Alas, this is a problem that has been creeping up on us for ages. “Never judge a book by its cover” is a folk saying addressing this topic that goes back long before I was born. The phenomenon of books as deceptive advertising hit its stride in the 1960s. I remember reading a thick paperback book published, I think, in 1963, when it sold for the then hefty price of 75¢. It was supposedly a book about healthy living, and it sported some real information about food and weight-bearing exercise, but taken as a whole, it was an advertisement for the putative author’s line of “health food” chocolate bars.

In the 1960s, this kind of book was slightly disreputable, but readers and book publishers put up with it because there weren’t so many people who had the writing skill to write a book at all. Flash forward to the recession of 2001-2002, and it became mandatory for a book author to have a “platform” — an ongoing business that could profit from the publicity surrounding the book, because the author certainly wasn’t going to make any money from the book itself. Book advances from major publishers had declined by then from the $3,000 that was common in the 1960s, theoretically enough for the author to live on while writing the book, to $500, not nearly enough to cover the author’s travel expenses while promoting the book. Most books don’t sell enough to earn royalty payments, and most authors know this, so if an author is going to spend her own money to promote a book, she has to have a business plan to profit from the publicity. Publishers insist on this now because they know from experience that authors who don’t have a platform tend not to do much to promote their books, and there is little that publishers can do without the authors. But the result of all this is that most books from well-known publishers are written with the promotional opportunity in mind. They are very carefully disguised advertisements. These books put the valuable content first to reward the reader, but the upsell is never far away.

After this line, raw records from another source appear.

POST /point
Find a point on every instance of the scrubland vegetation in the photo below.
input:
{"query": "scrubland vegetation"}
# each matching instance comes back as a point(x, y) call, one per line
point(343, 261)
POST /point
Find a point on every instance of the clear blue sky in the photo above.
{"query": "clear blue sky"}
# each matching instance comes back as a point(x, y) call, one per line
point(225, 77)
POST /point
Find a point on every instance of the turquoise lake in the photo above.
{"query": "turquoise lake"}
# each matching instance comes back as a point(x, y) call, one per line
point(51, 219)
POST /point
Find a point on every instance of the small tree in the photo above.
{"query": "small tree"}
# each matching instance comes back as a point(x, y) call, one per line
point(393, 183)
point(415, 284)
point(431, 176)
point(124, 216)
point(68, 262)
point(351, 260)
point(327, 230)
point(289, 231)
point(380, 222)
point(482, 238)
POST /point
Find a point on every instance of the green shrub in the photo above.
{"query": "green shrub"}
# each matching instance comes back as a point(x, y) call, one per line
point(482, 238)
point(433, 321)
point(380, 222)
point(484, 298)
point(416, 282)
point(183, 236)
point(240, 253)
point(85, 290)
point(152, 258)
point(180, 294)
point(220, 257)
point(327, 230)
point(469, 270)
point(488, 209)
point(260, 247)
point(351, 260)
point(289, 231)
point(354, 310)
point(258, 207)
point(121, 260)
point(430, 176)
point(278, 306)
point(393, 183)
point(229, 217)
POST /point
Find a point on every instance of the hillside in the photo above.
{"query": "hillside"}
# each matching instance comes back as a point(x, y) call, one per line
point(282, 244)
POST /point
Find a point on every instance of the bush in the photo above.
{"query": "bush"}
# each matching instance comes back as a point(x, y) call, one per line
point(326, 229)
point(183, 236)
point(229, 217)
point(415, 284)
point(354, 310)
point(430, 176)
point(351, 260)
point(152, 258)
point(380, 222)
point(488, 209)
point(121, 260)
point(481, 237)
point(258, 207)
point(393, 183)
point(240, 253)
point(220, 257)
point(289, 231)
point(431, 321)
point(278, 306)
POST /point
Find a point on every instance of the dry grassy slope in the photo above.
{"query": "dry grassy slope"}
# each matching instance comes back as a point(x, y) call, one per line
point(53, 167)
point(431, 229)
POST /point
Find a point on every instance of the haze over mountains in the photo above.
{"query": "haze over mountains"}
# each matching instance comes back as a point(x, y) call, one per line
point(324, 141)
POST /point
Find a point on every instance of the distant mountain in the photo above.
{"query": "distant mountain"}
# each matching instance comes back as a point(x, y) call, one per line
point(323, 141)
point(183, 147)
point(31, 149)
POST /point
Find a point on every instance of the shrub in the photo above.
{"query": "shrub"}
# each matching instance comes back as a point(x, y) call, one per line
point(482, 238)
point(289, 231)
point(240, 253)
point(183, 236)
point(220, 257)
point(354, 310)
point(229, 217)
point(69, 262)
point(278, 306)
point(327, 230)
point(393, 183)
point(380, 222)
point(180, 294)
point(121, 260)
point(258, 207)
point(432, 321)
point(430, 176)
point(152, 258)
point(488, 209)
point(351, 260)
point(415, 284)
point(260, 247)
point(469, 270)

In this context, it shouldn’t be shocking if most of the 99¢ ebooks — indeed, many of the $97 ebooks too — follow this same model, but are not so carefully done. Just as email spammers think nothing of sending 100 email messages to 10 million recipients each just to see which marketing message works, ebook spammers will create a disposable author identity and create 10 to 20 ebooks credited to that pen name in an afternoon just to see if any sales result. Amazon has been hit hardest with spam books, according to the Reuters story,

clogging the online bookstore of the top-selling eReader with material that is far from being book worthy and threatening to undermine Inc’s publishing foray.

But the whole book business is suffering from the same effect. Book prices haven’t gone up in the last 11 years (with some exceptions, such as textbooks) mainly because readers are resisting higher prices. And why is that? Readers don’t like the feeling of paying $29.95 for a book only to discover that it contains only a single chapter of valuable information, a pattern that unfortunately describes most of the “platform” books published in recent years. This inability to raise prices is arguably the main reason why Borders and about half of independent bookstores have failed in the last decade.

Low-quality books are not just spam. Some are outright fakes. The Ars Technica story describes ebooks of content stolen from legitimate sources, purchased from content mills for as little as $7, even copied and pasted hundreds of times to pad the page count. Some books are falsely attributed to famous authors to try to draw more attention. Of course, these too are sloppier versions of tricks that major publishers have employed for decades. How many people have picked up a book with a famous name at the top of the front cover, failing to notice the words “with a foreword by” preceding the name? Or a 300-page book that turned out to consist mostly of appendixes?

Printed books will not hold up much better than ebooks, simply because any ebook can be printed and bound with minimal effort. If the idea of books as spam is so disconcerting, it is because we are used to the book industry providing a base level of quality for books. That is breaking down in multiple ways and we have to do our own checking. In the long run, we will need a social network to vouch for the legitimacy of any purchased content, including books.